Whole Foods will pay nearly $800,000 to settle allegations of overcharging customers, prosecutors in Los Angeles and Santa Monica announced today.
"We're taking action to assure consumers get what they pay for," Los Angeles City Attorney Mike Feuer said. "No consumer should ever be overcharged by their local market."
According to prosecutors, Whole Foods will also appoint a pair of "state coordinators" to oversee pricing accuracy at stores throughout the state and designate an employee at each store to ensure pricing accuracy.
The chain will also conduct random audits at stores four times per year.
The settlement agreement, which covers all 74 Whole Foods markets in the state, was filed in Santa Monica Superior Court and will remain in effect for five years, attorneys said.
Whole Foods spokeswoman Marci Frumkin said the company "takes our obligations to our customers very seriously."

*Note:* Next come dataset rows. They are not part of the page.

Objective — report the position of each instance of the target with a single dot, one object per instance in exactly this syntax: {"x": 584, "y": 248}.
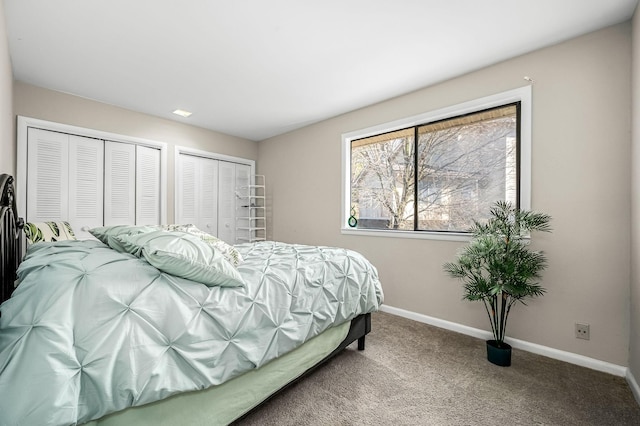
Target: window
{"x": 437, "y": 173}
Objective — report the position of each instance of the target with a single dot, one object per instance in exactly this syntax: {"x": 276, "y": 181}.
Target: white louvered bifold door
{"x": 47, "y": 176}
{"x": 147, "y": 186}
{"x": 119, "y": 183}
{"x": 227, "y": 202}
{"x": 208, "y": 209}
{"x": 86, "y": 162}
{"x": 187, "y": 189}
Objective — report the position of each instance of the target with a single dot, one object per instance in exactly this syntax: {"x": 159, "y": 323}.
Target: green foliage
{"x": 497, "y": 266}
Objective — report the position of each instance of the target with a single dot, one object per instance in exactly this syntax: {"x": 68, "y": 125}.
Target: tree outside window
{"x": 457, "y": 169}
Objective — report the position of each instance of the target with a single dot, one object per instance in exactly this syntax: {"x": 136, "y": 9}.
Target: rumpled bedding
{"x": 90, "y": 331}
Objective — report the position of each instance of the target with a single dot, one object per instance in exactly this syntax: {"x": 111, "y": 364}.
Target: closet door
{"x": 47, "y": 176}
{"x": 227, "y": 202}
{"x": 86, "y": 161}
{"x": 119, "y": 183}
{"x": 147, "y": 186}
{"x": 187, "y": 188}
{"x": 208, "y": 196}
{"x": 197, "y": 192}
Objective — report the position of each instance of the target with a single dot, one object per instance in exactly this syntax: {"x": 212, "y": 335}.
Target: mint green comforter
{"x": 90, "y": 331}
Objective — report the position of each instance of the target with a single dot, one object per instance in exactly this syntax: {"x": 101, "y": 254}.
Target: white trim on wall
{"x": 581, "y": 360}
{"x": 21, "y": 168}
{"x": 633, "y": 384}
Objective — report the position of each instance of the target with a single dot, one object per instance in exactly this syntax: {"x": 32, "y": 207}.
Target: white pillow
{"x": 183, "y": 255}
{"x": 227, "y": 250}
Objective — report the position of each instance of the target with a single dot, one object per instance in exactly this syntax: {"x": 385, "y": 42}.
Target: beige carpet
{"x": 415, "y": 374}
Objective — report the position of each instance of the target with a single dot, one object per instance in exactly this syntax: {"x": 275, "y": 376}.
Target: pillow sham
{"x": 48, "y": 231}
{"x": 227, "y": 250}
{"x": 107, "y": 234}
{"x": 183, "y": 255}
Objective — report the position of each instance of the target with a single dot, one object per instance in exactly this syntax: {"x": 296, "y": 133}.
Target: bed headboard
{"x": 10, "y": 237}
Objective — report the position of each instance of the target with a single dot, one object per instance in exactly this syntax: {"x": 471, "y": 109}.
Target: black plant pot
{"x": 499, "y": 355}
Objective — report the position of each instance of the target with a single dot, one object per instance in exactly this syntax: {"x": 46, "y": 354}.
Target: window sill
{"x": 420, "y": 235}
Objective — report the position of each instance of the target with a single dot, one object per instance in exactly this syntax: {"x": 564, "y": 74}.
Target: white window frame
{"x": 24, "y": 123}
{"x": 522, "y": 95}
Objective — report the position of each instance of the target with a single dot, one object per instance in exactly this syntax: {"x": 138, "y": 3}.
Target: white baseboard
{"x": 633, "y": 384}
{"x": 581, "y": 360}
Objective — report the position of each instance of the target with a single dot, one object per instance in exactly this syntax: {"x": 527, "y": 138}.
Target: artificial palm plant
{"x": 497, "y": 265}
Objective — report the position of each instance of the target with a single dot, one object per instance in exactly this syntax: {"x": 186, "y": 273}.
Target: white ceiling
{"x": 259, "y": 68}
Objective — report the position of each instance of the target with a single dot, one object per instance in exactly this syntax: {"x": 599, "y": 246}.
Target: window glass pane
{"x": 382, "y": 180}
{"x": 465, "y": 164}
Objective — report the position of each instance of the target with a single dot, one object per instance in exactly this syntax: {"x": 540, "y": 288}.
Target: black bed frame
{"x": 10, "y": 237}
{"x": 11, "y": 255}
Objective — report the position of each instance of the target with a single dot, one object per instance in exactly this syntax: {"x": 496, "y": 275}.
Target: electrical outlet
{"x": 582, "y": 331}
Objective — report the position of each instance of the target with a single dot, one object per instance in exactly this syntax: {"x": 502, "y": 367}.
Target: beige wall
{"x": 7, "y": 122}
{"x": 581, "y": 176}
{"x": 634, "y": 335}
{"x": 36, "y": 102}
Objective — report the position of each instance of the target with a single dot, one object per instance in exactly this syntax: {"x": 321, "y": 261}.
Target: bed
{"x": 104, "y": 333}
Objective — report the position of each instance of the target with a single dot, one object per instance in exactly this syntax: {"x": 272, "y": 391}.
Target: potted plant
{"x": 498, "y": 268}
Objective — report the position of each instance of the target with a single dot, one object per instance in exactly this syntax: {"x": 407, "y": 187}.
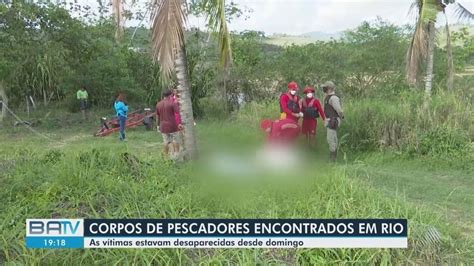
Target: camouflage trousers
{"x": 331, "y": 137}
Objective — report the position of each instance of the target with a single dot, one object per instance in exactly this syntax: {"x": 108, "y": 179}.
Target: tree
{"x": 423, "y": 41}
{"x": 168, "y": 45}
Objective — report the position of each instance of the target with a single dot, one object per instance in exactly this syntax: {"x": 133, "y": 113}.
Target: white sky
{"x": 301, "y": 16}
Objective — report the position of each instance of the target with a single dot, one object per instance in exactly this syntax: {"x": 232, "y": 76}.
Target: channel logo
{"x": 54, "y": 233}
{"x": 54, "y": 227}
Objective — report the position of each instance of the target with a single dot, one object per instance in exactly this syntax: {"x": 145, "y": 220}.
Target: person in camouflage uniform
{"x": 334, "y": 115}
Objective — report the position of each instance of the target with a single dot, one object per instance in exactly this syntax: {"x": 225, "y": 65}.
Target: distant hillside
{"x": 322, "y": 36}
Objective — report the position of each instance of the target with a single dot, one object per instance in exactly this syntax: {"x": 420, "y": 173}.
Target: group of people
{"x": 167, "y": 116}
{"x": 286, "y": 129}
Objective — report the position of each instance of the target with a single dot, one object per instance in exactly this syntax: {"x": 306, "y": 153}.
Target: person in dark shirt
{"x": 167, "y": 123}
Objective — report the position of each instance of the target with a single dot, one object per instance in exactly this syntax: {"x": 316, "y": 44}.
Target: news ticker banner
{"x": 216, "y": 233}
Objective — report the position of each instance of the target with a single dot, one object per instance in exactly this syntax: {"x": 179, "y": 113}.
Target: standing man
{"x": 82, "y": 97}
{"x": 289, "y": 106}
{"x": 121, "y": 109}
{"x": 334, "y": 114}
{"x": 311, "y": 108}
{"x": 167, "y": 123}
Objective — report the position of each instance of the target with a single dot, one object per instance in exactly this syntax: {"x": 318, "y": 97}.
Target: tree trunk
{"x": 4, "y": 99}
{"x": 45, "y": 98}
{"x": 430, "y": 58}
{"x": 449, "y": 51}
{"x": 185, "y": 103}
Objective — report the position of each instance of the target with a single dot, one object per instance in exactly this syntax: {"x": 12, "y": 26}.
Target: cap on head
{"x": 308, "y": 89}
{"x": 328, "y": 85}
{"x": 292, "y": 85}
{"x": 266, "y": 124}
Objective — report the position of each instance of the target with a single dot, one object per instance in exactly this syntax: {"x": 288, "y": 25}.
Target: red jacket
{"x": 284, "y": 99}
{"x": 316, "y": 104}
{"x": 283, "y": 131}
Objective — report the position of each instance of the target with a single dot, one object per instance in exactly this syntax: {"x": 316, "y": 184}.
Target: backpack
{"x": 309, "y": 111}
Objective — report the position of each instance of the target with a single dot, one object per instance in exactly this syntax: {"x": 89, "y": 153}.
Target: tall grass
{"x": 443, "y": 128}
{"x": 100, "y": 182}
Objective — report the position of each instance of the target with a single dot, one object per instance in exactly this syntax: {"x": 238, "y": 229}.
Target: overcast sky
{"x": 301, "y": 16}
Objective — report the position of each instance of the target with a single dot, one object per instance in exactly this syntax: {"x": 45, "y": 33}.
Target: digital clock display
{"x": 54, "y": 242}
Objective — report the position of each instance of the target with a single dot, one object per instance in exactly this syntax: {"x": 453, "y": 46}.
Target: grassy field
{"x": 78, "y": 175}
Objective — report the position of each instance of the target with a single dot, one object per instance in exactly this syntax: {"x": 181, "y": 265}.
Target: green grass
{"x": 86, "y": 177}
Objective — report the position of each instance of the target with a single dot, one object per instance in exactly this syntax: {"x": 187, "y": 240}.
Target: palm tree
{"x": 168, "y": 45}
{"x": 422, "y": 45}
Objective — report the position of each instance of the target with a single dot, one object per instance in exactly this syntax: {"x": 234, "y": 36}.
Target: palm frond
{"x": 167, "y": 33}
{"x": 218, "y": 23}
{"x": 430, "y": 10}
{"x": 463, "y": 13}
{"x": 415, "y": 7}
{"x": 117, "y": 9}
{"x": 417, "y": 51}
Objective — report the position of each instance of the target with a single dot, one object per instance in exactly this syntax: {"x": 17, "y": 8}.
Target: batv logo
{"x": 54, "y": 227}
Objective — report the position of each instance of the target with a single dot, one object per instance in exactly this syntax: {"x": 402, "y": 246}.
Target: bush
{"x": 443, "y": 128}
{"x": 443, "y": 141}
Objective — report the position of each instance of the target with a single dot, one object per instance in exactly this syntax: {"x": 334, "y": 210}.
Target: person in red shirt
{"x": 289, "y": 106}
{"x": 175, "y": 99}
{"x": 311, "y": 109}
{"x": 166, "y": 121}
{"x": 282, "y": 131}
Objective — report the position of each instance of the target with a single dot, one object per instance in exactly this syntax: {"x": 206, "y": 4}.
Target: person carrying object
{"x": 167, "y": 123}
{"x": 334, "y": 115}
{"x": 82, "y": 96}
{"x": 289, "y": 107}
{"x": 121, "y": 109}
{"x": 311, "y": 108}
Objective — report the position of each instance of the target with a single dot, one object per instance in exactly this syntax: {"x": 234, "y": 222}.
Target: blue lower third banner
{"x": 216, "y": 233}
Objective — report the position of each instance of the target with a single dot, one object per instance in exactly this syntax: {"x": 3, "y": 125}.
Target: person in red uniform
{"x": 289, "y": 106}
{"x": 311, "y": 109}
{"x": 283, "y": 131}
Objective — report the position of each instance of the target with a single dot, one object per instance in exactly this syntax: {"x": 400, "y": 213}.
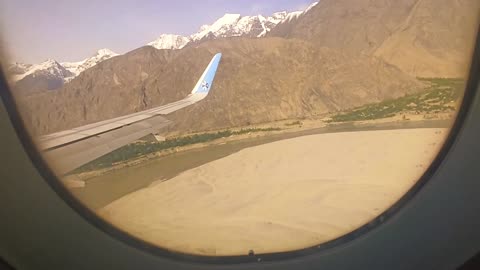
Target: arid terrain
{"x": 400, "y": 64}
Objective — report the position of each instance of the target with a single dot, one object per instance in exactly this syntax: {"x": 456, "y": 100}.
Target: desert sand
{"x": 280, "y": 196}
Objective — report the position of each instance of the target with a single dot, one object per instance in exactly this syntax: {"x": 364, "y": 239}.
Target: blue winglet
{"x": 205, "y": 82}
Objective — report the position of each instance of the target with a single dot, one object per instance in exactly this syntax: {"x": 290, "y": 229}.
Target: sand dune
{"x": 279, "y": 196}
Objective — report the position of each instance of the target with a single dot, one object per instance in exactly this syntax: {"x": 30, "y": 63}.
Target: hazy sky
{"x": 73, "y": 30}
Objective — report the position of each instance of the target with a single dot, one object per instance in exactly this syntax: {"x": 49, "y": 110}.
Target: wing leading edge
{"x": 72, "y": 148}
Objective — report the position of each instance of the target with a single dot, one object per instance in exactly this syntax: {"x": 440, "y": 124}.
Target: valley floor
{"x": 279, "y": 196}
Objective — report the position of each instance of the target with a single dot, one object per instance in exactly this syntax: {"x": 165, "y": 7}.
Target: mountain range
{"x": 50, "y": 74}
{"x": 338, "y": 55}
{"x": 230, "y": 25}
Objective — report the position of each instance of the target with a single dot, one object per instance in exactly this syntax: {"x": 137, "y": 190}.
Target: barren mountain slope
{"x": 425, "y": 38}
{"x": 258, "y": 80}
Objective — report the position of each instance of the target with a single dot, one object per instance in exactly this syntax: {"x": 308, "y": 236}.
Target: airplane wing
{"x": 70, "y": 149}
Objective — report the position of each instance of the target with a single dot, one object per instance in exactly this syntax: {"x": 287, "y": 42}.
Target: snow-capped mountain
{"x": 169, "y": 41}
{"x": 77, "y": 67}
{"x": 51, "y": 69}
{"x": 229, "y": 25}
{"x": 47, "y": 75}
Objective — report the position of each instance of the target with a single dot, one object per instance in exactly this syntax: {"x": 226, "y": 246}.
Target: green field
{"x": 143, "y": 148}
{"x": 437, "y": 97}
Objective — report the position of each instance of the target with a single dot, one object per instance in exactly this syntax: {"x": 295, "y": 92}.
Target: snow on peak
{"x": 169, "y": 41}
{"x": 49, "y": 67}
{"x": 106, "y": 52}
{"x": 78, "y": 67}
{"x": 295, "y": 14}
{"x": 229, "y": 25}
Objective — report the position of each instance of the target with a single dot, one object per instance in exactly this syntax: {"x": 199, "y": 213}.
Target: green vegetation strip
{"x": 436, "y": 98}
{"x": 139, "y": 149}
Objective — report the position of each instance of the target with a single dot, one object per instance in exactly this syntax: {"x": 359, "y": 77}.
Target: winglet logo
{"x": 205, "y": 86}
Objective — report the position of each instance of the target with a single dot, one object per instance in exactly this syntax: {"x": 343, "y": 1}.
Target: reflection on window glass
{"x": 260, "y": 126}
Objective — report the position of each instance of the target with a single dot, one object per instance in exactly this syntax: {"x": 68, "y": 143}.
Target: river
{"x": 104, "y": 189}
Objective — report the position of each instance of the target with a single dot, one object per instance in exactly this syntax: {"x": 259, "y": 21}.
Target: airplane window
{"x": 223, "y": 128}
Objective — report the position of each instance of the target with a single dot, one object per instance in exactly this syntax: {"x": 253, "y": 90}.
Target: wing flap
{"x": 199, "y": 92}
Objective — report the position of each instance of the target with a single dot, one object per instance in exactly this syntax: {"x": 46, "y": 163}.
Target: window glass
{"x": 232, "y": 128}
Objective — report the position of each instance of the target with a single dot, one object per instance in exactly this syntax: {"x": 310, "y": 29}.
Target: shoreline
{"x": 260, "y": 197}
{"x": 305, "y": 127}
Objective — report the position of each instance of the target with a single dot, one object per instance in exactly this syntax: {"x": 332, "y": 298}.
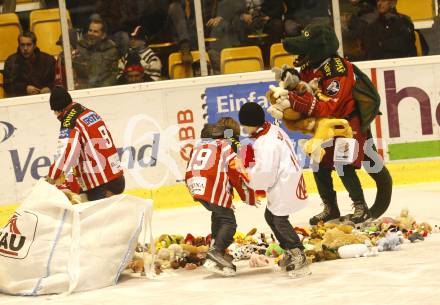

"We cooperated with the city attorneys throughout the process, and based on a review of our own records and a sampling of inspection reports from various city and county inspectors throughout California, our pricing on weighed and measured items was accurate 98 percent of the time," she said.
"While we realize that human error is always possible, we will continue to refine and implement additional processes to minimize such errors going forward."
According to Los Angeles and Santa Monica prosecutors, the case began with a statewide investigation by state and county inspectors.
The investigation found issues such as stores failing to deduct the weight of containers when charging for items at self-serve salad and hot bars; overstating the weight of products sold by the pound; and selling some items by the piece instead of by the pound as required by law.